3

I'm trying to set up a very basic ZeroMQ-based socket link between Python server and C# client using simplejson and Json.NET. I try to send a dict from Python and read it into an object in C#. Python code:

message = {'MessageType':"None", 'ContentType':"None", 'Content':"OK"}
message_blob = simplejson.dumps(message).encode(encoding = "UTF-8")
alive_socket.send(message_blob)

The message is sent as normal UTF-8 string or, if I use UTF-16, as "'\xff\xfe{\x00"\x00..." etc.

Code in C# is where my problem is:

string reply = client.Receive(Encoding.UTF8);

The UTF-8 message is received as "≻潃瑮湥≴›..." etc.

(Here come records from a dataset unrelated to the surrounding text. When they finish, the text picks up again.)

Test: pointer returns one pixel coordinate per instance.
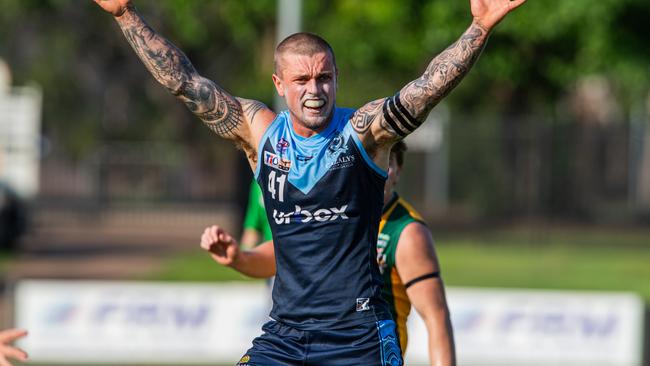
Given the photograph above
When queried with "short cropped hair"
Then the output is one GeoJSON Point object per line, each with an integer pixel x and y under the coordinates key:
{"type": "Point", "coordinates": [398, 151]}
{"type": "Point", "coordinates": [303, 43]}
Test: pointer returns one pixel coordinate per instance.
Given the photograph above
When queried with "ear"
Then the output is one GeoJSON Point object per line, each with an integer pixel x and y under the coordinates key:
{"type": "Point", "coordinates": [279, 86]}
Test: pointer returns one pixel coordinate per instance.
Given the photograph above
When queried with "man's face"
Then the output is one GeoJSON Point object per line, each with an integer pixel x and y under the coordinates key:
{"type": "Point", "coordinates": [308, 84]}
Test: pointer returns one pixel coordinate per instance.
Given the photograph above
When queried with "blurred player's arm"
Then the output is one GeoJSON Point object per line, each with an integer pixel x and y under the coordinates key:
{"type": "Point", "coordinates": [249, 238]}
{"type": "Point", "coordinates": [227, 116]}
{"type": "Point", "coordinates": [384, 121]}
{"type": "Point", "coordinates": [6, 351]}
{"type": "Point", "coordinates": [258, 262]}
{"type": "Point", "coordinates": [418, 267]}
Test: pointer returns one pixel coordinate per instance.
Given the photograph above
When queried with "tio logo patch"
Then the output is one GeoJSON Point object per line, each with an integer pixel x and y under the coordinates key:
{"type": "Point", "coordinates": [363, 304]}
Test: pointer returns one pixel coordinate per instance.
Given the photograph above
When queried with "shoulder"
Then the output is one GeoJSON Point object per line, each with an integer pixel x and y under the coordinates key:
{"type": "Point", "coordinates": [415, 245]}
{"type": "Point", "coordinates": [258, 117]}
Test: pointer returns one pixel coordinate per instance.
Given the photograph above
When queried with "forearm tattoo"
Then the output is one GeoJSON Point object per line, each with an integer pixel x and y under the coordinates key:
{"type": "Point", "coordinates": [170, 67]}
{"type": "Point", "coordinates": [406, 111]}
{"type": "Point", "coordinates": [251, 107]}
{"type": "Point", "coordinates": [363, 118]}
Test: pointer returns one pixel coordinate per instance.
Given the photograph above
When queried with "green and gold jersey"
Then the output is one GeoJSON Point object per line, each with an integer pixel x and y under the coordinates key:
{"type": "Point", "coordinates": [255, 215]}
{"type": "Point", "coordinates": [396, 215]}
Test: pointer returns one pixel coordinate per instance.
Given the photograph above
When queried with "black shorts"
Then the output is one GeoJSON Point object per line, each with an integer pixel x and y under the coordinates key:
{"type": "Point", "coordinates": [367, 344]}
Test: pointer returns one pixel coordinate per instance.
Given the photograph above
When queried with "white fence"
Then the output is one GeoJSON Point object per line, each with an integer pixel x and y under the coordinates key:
{"type": "Point", "coordinates": [85, 322]}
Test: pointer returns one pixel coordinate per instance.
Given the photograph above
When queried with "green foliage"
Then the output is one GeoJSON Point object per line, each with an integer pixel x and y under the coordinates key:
{"type": "Point", "coordinates": [95, 89]}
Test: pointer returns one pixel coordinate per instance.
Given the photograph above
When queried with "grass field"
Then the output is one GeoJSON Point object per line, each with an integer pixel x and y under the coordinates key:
{"type": "Point", "coordinates": [543, 258]}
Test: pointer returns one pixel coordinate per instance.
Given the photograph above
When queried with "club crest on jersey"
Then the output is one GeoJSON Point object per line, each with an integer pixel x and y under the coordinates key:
{"type": "Point", "coordinates": [274, 161]}
{"type": "Point", "coordinates": [337, 145]}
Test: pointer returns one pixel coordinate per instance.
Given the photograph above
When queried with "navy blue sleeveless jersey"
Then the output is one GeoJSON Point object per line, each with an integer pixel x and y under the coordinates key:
{"type": "Point", "coordinates": [323, 197]}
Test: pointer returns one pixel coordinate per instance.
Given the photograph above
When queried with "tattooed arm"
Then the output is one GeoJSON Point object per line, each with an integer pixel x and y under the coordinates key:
{"type": "Point", "coordinates": [384, 121]}
{"type": "Point", "coordinates": [220, 111]}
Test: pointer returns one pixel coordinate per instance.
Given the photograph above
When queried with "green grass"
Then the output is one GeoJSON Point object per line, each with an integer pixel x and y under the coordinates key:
{"type": "Point", "coordinates": [550, 259]}
{"type": "Point", "coordinates": [196, 266]}
{"type": "Point", "coordinates": [541, 258]}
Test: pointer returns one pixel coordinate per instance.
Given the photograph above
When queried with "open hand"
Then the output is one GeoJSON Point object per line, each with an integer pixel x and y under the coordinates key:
{"type": "Point", "coordinates": [223, 247]}
{"type": "Point", "coordinates": [7, 351]}
{"type": "Point", "coordinates": [115, 7]}
{"type": "Point", "coordinates": [488, 13]}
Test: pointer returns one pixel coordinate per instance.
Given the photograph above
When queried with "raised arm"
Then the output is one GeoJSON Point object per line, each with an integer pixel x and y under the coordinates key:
{"type": "Point", "coordinates": [386, 120]}
{"type": "Point", "coordinates": [220, 111]}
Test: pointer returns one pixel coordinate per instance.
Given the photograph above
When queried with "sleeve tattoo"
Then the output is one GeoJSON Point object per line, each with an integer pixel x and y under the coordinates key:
{"type": "Point", "coordinates": [221, 112]}
{"type": "Point", "coordinates": [406, 110]}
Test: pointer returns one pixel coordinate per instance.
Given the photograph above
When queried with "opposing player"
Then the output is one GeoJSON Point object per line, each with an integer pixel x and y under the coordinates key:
{"type": "Point", "coordinates": [407, 261]}
{"type": "Point", "coordinates": [8, 336]}
{"type": "Point", "coordinates": [256, 225]}
{"type": "Point", "coordinates": [322, 170]}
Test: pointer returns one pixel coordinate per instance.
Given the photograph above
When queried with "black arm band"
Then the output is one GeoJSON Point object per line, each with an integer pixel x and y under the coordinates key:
{"type": "Point", "coordinates": [421, 278]}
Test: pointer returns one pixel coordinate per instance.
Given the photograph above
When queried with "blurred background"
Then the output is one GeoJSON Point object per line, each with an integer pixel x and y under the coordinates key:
{"type": "Point", "coordinates": [534, 173]}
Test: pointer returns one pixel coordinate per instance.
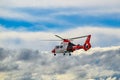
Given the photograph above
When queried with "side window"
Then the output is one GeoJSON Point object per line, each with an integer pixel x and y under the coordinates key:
{"type": "Point", "coordinates": [61, 46]}
{"type": "Point", "coordinates": [57, 47]}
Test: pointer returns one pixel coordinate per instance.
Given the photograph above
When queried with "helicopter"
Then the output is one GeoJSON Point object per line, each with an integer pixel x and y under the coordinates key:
{"type": "Point", "coordinates": [67, 46]}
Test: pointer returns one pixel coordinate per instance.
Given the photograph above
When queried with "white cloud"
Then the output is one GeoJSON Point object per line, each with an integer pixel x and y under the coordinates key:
{"type": "Point", "coordinates": [10, 9]}
{"type": "Point", "coordinates": [100, 37]}
{"type": "Point", "coordinates": [61, 4]}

I tried to use UTF-16 and the message comes through OK, but the first symbols are still the little-endian \xFF \xFE BOM so when I try to feed it to the deserializer,

PythonMessage replyMessage = JsonConvert.DeserializeObject<PythonMessage>(reply);
//PythonMessage is just a very simple class with properties,
//not relevant to the problem

I get an error (obviously occurring at the first symbol, \xFF):

Unexpected character encountered while parsing value: .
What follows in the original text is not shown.